We all overeat and drink too much on and around Christmas day. I am sure that the sale of antacids and indigestion tablets peak over the festive and New Year period. For most the discomfort is short lived and treated easily but for others, a trip to the doctor is needed for pain relief or reassurance. Whereas the majority will settle, doctors need to be mindful of common symptoms that could indicate a more serious problem presenting atypically, like chest pain. High risk patients in particular should be provided with the same investigations for chest pain even though heartburn may be the most obvious diagnosis.
Patients of different ages may present with what you suspect to be drink related problems such as sickness and dizziness – generally seeming to be in the aftermath of being hungover. But again it is important not to take the symptoms on face value. A patient who is unsteady and has nystagmus may well have had too much to drink at the office party but they could also have a completely unrelated neurological condition which has presented coincidentally.
The hungover teenager who can’t stop throwing up may on questioning admit to a longer history of tiredness and sickness and could in fact be pregnant.

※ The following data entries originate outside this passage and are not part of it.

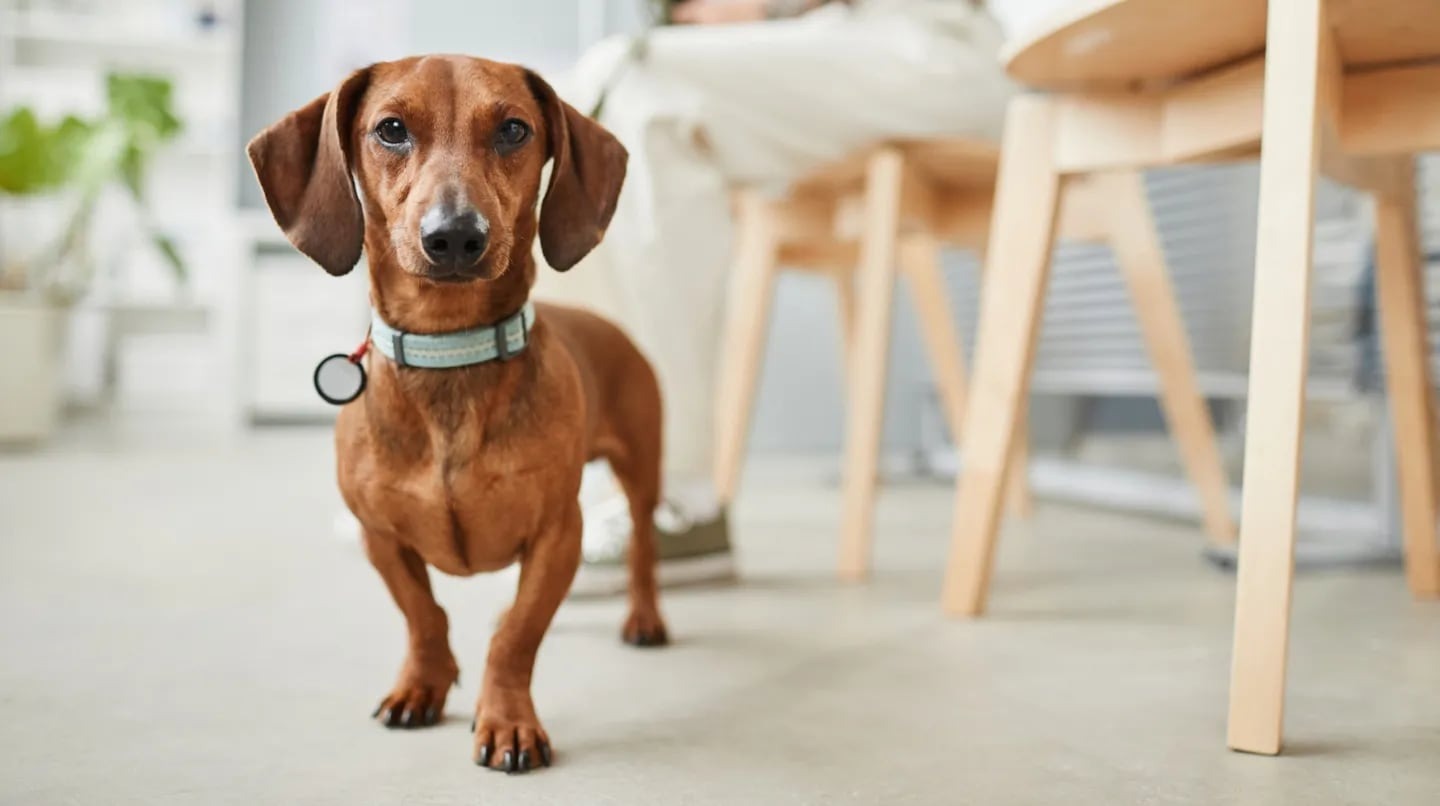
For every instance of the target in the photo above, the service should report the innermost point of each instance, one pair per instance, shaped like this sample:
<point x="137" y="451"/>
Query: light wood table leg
<point x="1400" y="290"/>
<point x="1018" y="500"/>
<point x="1279" y="347"/>
<point x="748" y="314"/>
<point x="1142" y="262"/>
<point x="864" y="405"/>
<point x="1013" y="295"/>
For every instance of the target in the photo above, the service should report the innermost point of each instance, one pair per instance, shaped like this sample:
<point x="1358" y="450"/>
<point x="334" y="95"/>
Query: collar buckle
<point x="503" y="341"/>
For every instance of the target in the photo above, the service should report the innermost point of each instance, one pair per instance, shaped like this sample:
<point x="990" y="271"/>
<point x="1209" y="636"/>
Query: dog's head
<point x="447" y="153"/>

Simple observations and direct questioning can aid the diagnosis of a more serious problem and although departments and practices are over-loaded with work at this time, corners shouldn’t be cut.
"If you see a temporary patient you should consider taking steps to contact their normal GP for information especially if medication needs to be prescribed or if you think they might need to be referred for further treatment"

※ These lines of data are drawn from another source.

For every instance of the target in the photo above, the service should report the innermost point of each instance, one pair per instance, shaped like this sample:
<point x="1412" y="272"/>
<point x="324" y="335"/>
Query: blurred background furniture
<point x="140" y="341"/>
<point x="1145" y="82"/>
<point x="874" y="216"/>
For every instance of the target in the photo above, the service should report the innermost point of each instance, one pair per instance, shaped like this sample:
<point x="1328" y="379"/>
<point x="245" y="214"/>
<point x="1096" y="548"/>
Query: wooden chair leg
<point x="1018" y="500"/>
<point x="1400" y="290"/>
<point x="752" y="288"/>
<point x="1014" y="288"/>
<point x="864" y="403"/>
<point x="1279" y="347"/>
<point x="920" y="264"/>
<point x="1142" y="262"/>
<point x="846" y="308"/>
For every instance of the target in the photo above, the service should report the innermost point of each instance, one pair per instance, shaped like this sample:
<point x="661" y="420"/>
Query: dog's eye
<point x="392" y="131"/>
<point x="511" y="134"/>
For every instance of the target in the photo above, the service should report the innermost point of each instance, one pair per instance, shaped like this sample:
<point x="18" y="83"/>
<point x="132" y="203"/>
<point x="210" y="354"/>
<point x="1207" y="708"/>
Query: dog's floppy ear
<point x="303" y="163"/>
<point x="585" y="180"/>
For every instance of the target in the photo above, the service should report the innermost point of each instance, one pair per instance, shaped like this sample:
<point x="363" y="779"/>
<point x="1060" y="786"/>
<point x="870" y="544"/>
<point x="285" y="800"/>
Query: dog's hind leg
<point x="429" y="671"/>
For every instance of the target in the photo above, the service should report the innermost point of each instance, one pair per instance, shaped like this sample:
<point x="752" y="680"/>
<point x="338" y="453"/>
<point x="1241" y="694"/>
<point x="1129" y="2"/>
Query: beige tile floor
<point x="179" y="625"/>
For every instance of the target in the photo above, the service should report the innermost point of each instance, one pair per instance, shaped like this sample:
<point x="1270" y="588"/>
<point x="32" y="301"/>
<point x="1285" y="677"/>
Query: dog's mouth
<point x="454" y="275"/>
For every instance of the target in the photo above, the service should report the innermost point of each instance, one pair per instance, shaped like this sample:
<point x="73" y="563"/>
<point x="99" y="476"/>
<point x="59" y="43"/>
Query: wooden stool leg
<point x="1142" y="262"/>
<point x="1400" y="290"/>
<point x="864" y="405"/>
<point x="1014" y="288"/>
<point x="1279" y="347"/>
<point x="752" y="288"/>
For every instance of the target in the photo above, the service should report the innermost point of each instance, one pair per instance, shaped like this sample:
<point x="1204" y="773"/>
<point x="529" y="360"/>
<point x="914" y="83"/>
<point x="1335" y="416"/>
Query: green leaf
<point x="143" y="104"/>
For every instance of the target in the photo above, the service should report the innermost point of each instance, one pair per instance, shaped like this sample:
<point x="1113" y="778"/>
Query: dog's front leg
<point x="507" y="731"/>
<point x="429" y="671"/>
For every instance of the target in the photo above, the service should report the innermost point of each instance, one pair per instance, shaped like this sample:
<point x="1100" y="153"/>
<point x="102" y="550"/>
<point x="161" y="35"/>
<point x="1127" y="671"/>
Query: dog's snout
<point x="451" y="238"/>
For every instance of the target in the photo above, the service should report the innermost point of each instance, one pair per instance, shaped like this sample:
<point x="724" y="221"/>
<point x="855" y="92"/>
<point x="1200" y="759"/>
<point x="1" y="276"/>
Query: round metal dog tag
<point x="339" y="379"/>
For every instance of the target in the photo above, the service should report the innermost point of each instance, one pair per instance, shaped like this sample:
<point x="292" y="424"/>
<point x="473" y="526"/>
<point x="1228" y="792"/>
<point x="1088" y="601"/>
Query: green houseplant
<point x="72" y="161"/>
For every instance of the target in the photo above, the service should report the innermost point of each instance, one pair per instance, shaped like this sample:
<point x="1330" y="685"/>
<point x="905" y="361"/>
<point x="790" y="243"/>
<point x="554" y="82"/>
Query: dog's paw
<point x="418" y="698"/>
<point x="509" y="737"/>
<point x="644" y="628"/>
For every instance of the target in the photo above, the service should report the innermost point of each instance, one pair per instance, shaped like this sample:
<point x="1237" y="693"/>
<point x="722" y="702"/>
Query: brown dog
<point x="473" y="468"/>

Diabetics are at particular risk of problems with erratic eating and excessive drinking. They are a particularly vulnerable group, as are children, and ensuring hydration from something like a turkey-related food poisoning can be a difficult task. Differentiating the ‘usual’ culprit from the true cause of the child’s tender abdomen is also important as delayed diagnosis of appendicitis can lead to problems not only for the child, but the doctor too.

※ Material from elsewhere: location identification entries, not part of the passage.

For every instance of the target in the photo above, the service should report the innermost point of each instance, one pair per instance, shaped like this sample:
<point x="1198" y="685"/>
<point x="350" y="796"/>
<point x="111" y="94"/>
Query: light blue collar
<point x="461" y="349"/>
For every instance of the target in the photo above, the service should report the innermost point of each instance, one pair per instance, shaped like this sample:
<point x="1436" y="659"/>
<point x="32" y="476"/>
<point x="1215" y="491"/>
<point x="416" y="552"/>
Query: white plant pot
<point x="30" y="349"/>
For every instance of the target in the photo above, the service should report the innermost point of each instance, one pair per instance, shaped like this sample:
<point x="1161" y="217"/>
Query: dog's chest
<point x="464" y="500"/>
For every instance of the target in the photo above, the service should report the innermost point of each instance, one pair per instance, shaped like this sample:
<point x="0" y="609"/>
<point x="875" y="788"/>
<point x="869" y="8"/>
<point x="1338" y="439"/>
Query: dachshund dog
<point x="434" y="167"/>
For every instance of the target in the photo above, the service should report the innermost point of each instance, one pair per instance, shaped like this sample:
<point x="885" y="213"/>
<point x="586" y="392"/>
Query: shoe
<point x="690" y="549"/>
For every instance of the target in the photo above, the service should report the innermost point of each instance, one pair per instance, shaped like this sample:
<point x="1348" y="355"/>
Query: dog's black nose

Prescribing medication can be a minefield when patients present to a doctor they have never seen before. This occurs when the patient presents as an emergency, either because they live out of the area or because their regular GP is on leave. Taking a thorough history and reviewing any records held is vital. If you see a temporary patient you should consider taking steps to contact their normal GP for information especially if medication needs to be prescribed or if you think they might need to be referred for further treatment.
Where possible, information should also be given to the patient to take back with them in case symptoms continue or worsen. Second guessing what medications someone is taking if they have run out, based solely on their description, can be tempting but should be avoided. Advice should usually be to seek medical assistance as soon as possible with usual safety netting.
Finally, even though Christmas is about family and goodwill it is unfortunately a time of year when vulnerable people can feel even more isolated. Suicide, relationship problems and hypothermia cases typically increase over these few months and practices may consider what support can be provided especially to the elderly and those on the poverty line. Social services could be involved and information regarding charities and crisis teams can make a huge difference and could be publicised within practices in the run-up to the festivities.
Well – to those working over the Christmas period, I hope it isn’t too busy and remember that simpler cases may not be as straightforward as they seem.